Rey Chow explores these questions through nine contemporary Chinese
directors (Chen Kaige, Wong Kar-wai, Zhang Yimou, Ann Hui, Peter Chan,
Wayne Wang, Ang Lee, Li Yang, and Tsai Ming-liang) whose accomplishments
have become historic events in world cinema. Approaching their works
from multiple perspectives, including the question of origins,
nostalgia, the everyday, feminine "psychic interiority,"

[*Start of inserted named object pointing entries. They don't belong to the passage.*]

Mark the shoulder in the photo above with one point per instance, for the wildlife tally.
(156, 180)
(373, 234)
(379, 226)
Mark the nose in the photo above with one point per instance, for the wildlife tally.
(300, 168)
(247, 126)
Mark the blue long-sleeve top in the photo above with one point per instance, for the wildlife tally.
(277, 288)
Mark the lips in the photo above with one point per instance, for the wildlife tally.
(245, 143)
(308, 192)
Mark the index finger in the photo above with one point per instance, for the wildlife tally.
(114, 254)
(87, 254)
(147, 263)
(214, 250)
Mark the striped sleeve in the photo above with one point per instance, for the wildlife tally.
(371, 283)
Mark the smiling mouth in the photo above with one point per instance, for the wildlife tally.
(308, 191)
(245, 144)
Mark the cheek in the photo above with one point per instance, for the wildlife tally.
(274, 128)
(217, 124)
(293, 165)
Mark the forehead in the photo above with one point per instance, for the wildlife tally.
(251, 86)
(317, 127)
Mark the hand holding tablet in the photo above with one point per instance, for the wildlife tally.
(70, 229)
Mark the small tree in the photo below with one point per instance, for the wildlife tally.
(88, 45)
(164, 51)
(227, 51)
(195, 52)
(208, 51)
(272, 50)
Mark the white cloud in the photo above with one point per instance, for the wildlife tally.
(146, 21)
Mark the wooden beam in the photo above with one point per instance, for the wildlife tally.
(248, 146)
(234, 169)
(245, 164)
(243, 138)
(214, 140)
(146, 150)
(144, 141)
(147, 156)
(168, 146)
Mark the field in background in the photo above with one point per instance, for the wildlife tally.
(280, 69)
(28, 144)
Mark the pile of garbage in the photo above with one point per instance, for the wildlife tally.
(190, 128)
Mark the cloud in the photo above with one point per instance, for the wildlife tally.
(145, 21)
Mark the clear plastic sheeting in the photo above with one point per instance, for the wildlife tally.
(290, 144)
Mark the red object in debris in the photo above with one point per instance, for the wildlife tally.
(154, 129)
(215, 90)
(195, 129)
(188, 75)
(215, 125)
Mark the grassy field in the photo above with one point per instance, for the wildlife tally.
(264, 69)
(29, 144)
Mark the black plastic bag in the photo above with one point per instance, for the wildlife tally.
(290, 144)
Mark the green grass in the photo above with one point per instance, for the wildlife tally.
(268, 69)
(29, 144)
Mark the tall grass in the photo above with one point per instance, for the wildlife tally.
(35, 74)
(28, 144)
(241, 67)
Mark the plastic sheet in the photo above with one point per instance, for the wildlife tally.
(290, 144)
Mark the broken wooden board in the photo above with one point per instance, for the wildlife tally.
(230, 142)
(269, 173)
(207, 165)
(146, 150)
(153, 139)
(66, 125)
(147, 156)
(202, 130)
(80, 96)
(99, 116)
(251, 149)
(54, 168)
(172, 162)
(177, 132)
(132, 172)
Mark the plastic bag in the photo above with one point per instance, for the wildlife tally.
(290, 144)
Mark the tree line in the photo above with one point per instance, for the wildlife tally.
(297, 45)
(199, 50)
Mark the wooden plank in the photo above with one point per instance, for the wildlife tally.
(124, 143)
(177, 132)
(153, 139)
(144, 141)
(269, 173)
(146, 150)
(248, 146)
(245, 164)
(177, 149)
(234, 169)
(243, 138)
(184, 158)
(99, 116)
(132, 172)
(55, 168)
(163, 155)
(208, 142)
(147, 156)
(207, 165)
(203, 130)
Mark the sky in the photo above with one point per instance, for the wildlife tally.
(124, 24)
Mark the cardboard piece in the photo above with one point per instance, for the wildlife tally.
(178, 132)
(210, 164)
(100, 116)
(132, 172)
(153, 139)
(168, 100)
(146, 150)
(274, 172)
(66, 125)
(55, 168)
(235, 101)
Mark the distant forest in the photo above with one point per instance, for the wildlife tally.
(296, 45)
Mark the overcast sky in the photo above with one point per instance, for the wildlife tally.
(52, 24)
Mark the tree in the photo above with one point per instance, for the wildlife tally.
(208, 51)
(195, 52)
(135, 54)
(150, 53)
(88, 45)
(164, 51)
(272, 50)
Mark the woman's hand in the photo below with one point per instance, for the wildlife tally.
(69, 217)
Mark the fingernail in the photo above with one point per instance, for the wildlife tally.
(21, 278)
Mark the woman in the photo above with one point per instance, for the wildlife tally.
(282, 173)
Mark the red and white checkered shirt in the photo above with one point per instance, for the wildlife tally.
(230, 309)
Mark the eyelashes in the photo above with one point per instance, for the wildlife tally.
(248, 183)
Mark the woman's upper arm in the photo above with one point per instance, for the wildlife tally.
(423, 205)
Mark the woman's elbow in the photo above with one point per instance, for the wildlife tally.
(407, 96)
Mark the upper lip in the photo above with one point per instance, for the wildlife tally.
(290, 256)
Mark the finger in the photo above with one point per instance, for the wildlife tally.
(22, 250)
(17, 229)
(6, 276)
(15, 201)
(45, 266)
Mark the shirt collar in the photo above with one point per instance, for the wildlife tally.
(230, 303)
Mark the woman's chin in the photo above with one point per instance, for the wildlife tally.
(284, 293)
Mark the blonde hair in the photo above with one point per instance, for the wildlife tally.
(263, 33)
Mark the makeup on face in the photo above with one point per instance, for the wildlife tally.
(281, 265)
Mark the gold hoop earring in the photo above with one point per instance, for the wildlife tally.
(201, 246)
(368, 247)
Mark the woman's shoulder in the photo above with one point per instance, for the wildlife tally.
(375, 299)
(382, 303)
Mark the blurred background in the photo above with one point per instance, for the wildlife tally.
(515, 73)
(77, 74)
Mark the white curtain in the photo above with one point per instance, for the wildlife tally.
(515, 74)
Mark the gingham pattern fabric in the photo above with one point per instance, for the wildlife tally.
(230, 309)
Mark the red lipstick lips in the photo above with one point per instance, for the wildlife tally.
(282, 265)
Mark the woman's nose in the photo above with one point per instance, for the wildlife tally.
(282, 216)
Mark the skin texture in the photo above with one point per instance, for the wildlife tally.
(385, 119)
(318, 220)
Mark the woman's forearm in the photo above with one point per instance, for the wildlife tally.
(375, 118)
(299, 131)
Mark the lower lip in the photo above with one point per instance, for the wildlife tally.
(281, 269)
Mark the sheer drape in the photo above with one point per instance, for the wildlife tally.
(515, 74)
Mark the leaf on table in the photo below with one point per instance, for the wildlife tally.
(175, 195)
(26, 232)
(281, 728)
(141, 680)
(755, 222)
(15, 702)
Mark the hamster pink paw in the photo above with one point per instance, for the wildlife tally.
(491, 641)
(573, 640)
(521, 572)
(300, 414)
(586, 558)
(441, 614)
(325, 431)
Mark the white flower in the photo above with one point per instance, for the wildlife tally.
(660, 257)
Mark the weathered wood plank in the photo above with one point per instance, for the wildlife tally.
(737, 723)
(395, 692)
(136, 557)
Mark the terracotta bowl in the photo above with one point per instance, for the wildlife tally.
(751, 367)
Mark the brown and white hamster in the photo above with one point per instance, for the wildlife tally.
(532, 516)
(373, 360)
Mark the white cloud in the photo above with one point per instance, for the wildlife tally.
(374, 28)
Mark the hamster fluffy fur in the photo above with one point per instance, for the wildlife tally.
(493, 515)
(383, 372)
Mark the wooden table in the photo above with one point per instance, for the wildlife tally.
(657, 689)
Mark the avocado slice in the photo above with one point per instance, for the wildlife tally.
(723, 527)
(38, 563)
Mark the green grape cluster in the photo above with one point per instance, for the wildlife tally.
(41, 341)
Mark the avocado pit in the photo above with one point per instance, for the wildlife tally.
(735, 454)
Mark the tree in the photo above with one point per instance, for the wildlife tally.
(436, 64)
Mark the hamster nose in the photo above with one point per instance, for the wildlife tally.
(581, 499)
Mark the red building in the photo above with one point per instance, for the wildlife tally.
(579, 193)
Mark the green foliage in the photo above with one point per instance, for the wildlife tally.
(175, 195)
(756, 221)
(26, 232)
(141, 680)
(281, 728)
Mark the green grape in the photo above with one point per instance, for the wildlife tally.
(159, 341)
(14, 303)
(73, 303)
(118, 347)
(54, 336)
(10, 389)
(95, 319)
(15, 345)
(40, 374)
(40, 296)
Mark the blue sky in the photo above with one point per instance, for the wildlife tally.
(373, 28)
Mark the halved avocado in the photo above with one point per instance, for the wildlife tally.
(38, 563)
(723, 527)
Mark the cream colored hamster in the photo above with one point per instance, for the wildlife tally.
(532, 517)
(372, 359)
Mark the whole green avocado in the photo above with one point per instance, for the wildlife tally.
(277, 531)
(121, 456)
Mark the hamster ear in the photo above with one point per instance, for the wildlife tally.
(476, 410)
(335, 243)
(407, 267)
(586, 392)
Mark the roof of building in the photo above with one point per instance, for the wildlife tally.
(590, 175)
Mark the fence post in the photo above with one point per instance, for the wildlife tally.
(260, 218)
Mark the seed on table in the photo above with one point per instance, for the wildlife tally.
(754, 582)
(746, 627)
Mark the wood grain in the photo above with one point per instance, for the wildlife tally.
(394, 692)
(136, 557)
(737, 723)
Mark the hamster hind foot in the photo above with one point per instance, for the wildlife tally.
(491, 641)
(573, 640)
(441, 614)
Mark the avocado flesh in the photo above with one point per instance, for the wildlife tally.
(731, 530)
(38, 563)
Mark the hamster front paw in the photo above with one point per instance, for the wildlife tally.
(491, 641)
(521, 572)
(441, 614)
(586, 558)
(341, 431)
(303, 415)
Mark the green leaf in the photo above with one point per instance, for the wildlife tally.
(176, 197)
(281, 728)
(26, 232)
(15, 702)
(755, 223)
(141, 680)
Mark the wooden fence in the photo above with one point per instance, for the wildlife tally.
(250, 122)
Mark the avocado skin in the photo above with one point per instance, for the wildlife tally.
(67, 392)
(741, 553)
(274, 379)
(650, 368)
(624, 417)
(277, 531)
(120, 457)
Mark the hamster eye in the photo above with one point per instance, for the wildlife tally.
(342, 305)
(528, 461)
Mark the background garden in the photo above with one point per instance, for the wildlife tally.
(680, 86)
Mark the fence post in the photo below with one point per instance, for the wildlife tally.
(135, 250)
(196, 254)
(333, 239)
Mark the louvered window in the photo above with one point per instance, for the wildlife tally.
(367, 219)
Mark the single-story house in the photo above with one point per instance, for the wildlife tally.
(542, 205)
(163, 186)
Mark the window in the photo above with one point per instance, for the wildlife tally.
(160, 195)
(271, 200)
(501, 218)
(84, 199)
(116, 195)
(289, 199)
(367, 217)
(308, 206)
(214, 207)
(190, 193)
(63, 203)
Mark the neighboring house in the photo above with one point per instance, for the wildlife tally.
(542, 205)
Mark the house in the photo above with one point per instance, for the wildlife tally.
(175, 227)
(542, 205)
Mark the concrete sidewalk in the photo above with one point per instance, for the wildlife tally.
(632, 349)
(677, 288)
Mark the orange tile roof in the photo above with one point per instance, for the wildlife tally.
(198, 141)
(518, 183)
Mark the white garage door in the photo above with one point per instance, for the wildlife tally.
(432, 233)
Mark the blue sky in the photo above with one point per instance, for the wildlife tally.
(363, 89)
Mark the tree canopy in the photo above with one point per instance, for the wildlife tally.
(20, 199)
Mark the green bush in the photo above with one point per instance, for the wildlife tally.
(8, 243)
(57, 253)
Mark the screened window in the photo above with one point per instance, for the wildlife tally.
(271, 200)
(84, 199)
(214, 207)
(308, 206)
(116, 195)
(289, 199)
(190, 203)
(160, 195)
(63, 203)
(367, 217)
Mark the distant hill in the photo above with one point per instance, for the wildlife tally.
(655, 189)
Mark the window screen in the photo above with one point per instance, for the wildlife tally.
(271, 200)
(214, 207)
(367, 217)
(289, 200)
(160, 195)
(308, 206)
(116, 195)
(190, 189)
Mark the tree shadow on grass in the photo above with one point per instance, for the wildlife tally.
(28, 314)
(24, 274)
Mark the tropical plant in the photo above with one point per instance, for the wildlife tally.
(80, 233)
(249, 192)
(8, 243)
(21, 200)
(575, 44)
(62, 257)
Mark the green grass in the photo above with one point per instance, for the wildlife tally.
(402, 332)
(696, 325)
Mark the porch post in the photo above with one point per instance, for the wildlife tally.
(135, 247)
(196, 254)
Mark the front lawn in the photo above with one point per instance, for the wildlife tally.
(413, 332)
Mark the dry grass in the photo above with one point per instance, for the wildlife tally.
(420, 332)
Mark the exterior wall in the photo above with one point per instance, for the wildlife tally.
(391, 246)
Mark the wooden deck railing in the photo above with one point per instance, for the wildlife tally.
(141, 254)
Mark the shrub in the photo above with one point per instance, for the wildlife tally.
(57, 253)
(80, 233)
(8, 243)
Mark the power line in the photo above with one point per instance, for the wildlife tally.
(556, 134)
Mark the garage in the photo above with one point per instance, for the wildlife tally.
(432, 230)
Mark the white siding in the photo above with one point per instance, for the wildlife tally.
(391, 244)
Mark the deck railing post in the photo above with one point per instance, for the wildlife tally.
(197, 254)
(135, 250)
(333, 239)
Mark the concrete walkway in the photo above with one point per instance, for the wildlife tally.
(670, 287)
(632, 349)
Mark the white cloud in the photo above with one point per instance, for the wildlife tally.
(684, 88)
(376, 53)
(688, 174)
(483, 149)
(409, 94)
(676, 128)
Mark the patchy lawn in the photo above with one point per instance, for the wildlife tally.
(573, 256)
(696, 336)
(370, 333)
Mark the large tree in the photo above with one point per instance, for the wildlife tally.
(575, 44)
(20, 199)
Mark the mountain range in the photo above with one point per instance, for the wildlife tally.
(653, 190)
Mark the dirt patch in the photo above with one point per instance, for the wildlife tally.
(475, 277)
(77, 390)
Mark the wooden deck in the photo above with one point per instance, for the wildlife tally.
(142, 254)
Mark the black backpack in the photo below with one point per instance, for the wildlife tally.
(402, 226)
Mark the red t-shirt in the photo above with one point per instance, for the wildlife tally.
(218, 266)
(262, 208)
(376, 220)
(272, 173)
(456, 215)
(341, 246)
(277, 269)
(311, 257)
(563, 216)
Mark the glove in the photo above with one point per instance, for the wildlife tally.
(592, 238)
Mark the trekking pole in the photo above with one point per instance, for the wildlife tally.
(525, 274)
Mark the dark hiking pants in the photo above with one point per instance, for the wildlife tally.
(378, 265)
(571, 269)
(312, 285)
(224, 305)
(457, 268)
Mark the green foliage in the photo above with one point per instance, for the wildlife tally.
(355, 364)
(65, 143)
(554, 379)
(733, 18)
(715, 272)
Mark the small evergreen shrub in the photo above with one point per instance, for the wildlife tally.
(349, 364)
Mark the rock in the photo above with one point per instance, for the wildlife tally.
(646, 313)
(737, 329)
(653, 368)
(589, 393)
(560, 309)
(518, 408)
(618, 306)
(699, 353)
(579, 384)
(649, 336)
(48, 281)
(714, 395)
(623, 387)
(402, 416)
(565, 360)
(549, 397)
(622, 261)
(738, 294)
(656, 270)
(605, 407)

commodification, biopolitics, migration, education, homosexuality,
kinship, and incest, and concluding with an account of the Chinese
films' epistemic affinity with the Hollywood blockbuster Brokeback
Mountain, Chow proposes that the sentimental is a discursive
constellation traversing affect, time, identity, and social mores, a
constellation whose contours tends to morph under different historical
circumstances and in different genres and media. In contemporary Chinese
films, she argues, the sentimental consistently takes the form not of
revolution but of compromise, not of radical departure but of
moderation, endurance, and accommodation. By naming these films
sentimental fabulations--screen artifacts of cultural becoming with
irreducible aesthetic, conceptual, and speculative logics of their
own--Chow presents Chinese cinema first and foremost as an invitation to
the pleasures and challenges of critical thinking.